Documentation RH obligatoire : ce que toute entreprise doit formaliser au Luxembourg

La documentation RH interne rassemble tous les dossiers que l’employeur doit, par obligation légale ou contractuelle, conserver pour encadrer sereinement la relation de travail, retracer chaque décision RH et se prémunir contre d’éventuels litiges.

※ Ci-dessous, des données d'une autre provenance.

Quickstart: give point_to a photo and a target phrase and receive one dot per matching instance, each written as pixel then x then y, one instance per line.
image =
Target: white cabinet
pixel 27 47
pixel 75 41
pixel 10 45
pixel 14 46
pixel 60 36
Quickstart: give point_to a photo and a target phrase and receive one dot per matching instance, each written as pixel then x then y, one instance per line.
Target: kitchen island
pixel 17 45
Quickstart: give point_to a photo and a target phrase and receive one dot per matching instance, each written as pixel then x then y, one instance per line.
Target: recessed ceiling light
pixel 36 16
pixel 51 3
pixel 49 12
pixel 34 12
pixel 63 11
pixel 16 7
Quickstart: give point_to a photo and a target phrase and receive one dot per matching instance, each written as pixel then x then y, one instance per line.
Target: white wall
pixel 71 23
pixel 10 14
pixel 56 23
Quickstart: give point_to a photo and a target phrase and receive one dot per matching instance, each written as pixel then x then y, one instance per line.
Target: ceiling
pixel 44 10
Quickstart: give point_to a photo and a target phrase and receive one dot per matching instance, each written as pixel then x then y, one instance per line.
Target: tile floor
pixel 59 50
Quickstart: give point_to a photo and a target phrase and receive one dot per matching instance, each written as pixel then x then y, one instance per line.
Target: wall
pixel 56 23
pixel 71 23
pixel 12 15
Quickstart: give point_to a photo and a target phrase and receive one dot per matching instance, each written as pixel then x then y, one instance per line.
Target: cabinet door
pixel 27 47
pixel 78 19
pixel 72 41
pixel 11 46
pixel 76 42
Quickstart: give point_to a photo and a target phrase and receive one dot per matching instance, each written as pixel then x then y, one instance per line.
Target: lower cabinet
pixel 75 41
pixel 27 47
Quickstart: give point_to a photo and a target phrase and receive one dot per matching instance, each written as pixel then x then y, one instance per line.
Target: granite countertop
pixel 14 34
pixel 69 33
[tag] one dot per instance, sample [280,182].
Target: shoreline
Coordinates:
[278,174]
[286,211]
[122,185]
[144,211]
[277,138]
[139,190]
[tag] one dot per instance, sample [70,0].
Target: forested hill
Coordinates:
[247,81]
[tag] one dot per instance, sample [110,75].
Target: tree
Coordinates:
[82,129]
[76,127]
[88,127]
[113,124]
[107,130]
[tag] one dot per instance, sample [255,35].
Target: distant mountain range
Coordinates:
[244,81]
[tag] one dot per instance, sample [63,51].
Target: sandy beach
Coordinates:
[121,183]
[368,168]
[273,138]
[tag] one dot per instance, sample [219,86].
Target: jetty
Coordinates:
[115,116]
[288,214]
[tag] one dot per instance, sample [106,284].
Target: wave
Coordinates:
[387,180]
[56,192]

Véritable bouclier juridique, elle devient un atout décisif lors d’un contrôle de l’Inspection du travail et des mines (ITM), de la sécurité sociale ou devant les juridictions prud’homales.

Questions et réponses

  • Qui peut accéder aux documents RH au sein de l’entreprise ?
    Seules les personnes habilitées, dans le respect de la confidentialité (services RH, direction, etc.), peuvent accéder aux documents. Les salariés bénéficient également d’un droit d’accès à leurs propres données.
  • Un document RH au format numérique a-t-il la même valeur qu’un document papier ?
    Oui, à condition de garantir l’intégrité, la lisibilité et la sécurité du document numérique, conformément au cadre légal.
  • Que faire en cas de perte ou destruction accidentelle d’un document RH ?
    Des procédures de sauvegarde et d’archivage doivent être prévues. En cas de perte, il convient de reconstituer le document dans la mesure du possible et de déclarer l’incident si des données personnelles sont concernées.
  • Un salarié peut-il refuser de signer un document RH ?
    Oui, mais l’entreprise reste tenue de documenter la remise ou la présentation du document, par exemple via un accusé de réception refusé signé par un témoin.

Quels documents RH faut-il conserver obligatoirement ?

  • Contrats de travail et avenants signés par les deux parties ;
  • Descriptions de fonction et fiches de poste actualisées ;
  • Registre du personnel (identité, contrat, date d’entrée, rémunération) – voir fiche dédiée ;
  • Registre des absences (congés, maladies, autorisations, absences injustifiées) ;
  • Entretiens d’évaluation et entretiens annuels (traces écrites, signatures recommandées) ;
  • Documents liés aux sanctions disciplinaires (courriers, décisions motivées, notification des droits) ;
  • Certificats médicaux, avis d’aptitude, absences pour maladie ou maternité ;
  • Dossiers de formation, d’intégration ou d’évaluation professionnelle ;
  • Le cas échéant, règlement intérieur, charte informatique, code de conduite, charte éthique, etc.

Sous quel format et pendant combien de temps ?

Les documents peuvent être conservés au format papier ou numérique, sous réserve du respect des garanties suivantes :

  • Intégrité : aucune altération possible du contenu sans traçabilité ;
  • Lisibilité : accès lisible sur la durée, y compris après changement de support ou système ;
  • Sécurité et confidentialité : accès restreint, authentification, sauvegarde, chiffrement ;
  • Conservation pendant la durée légale minimale :
    • généralement 10 ans (contrats, bulletins, registres),
    • 5 ans pour certains documents (ex. : certificats médicaux – selon finalité),
    • au moins 3 ans pour la prescription des créances salariales.

Bonnes pratiques recommandées

  • Centraliser tous les documents RH dans un SIRH ou un système RH structuré avec des droits d’accès ;
  • Prévoir une procédure de gestion documentaire RH précisant les règles de création, validation, conservation, archivage et suppression ;
  • Ajouter une date, une signature et/ou un accusé de réception pour les documents engageants (contrat, sanction, règlement, etc.) ;
  • Informer les salariés de leurs droits d’accès aux documents RH, conformément au RGPD ;
  • Conserver un registre de preuve de diffusion (ex. : lecture validée, accusé de réception signé) pour les documents opposables.

Cadre juridique applicable

  • Code du travail luxembourgeois : formalisation du contrat, suivi du temps de travail, registre du personnel, procédure disciplinaire ;
  • Code civil luxembourgeois : règles de preuve en cas de litige (articles 1321 à 1353) ;
  • Règlement (UE) 2016/679 (RGPD) : droits d’accès, durée de conservation, sécurité des données RH ;
  • Loi du 1er août 2018 portant organisation de la CNPD et transposition du RGPD ;
  • Recommandations pratiques de la CNPD et de l’ITM en matière de documentation RH et sécurité des données.